The final ratio of blue nodes for different values of p, starting from a p-random coloring

Figure 15 visualizes the final ratio of blue nodes by starting from a p-random coloring for different values of p in MM on the three studied real-world social graphs, as well as cycle and random graphs. The behavior of these social networks is somewhat between cycle and random graph, but closer to random graph. In particular, we observe that the behavior is more similar to the perfect classification rather than fair classification, which again can be explained by the fact that real-world social graphs possess some level of expansion. Recall that the random graph, unlike cycle, has strong expansion properties.

Fig. 15
figure 15

The final ratio of blue nodes for different values of p, starting from a p-random coloring in MM on Facebook, LastFM, and Wikipedia Vote, cycle, and random graphs

6 Conclusion

We studied two very fundamental majority based opinion diffusion processes. Developing several novel proof techniques, we provided tight bounds on the stabilization time, periodicity, minimum size of a winning set, and the expected final density in these processes.

Stabilization Time and Periodicity of RMM. We proved that the stabilization time and periodicity of RMM can be exponential for some graphs. It would be interesting to characterize graphs for which a polynomial upper bound exists.

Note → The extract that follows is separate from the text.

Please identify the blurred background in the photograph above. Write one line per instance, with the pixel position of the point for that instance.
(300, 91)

Number of Stable Colorings. We initiated the study of the number of stable colorings and provided tight bounds for the cycle graph in both MM and RMM. A potential future research direction is to determine the graph parameters which govern the number of stable colorings. Building on our experimental findings, we nominated conductance and vertex-transitivity as potential candidates. A suitable starting point would be to study the Erdős-Rényi random graph (which has strong expansion properties) and the d-dimensional torus (which is vertex-transitive).

Perfect and Fair Classification. It is known by prior work, cf. [50], that for perfect classification, it suffices that the graph enjoys strong conductance properties. For fair classification, our theoretical results on the cycle graph and the outcome of our experiments suggest that vert-transitivity plays a crucial role. It is left to the future work to investigate this further.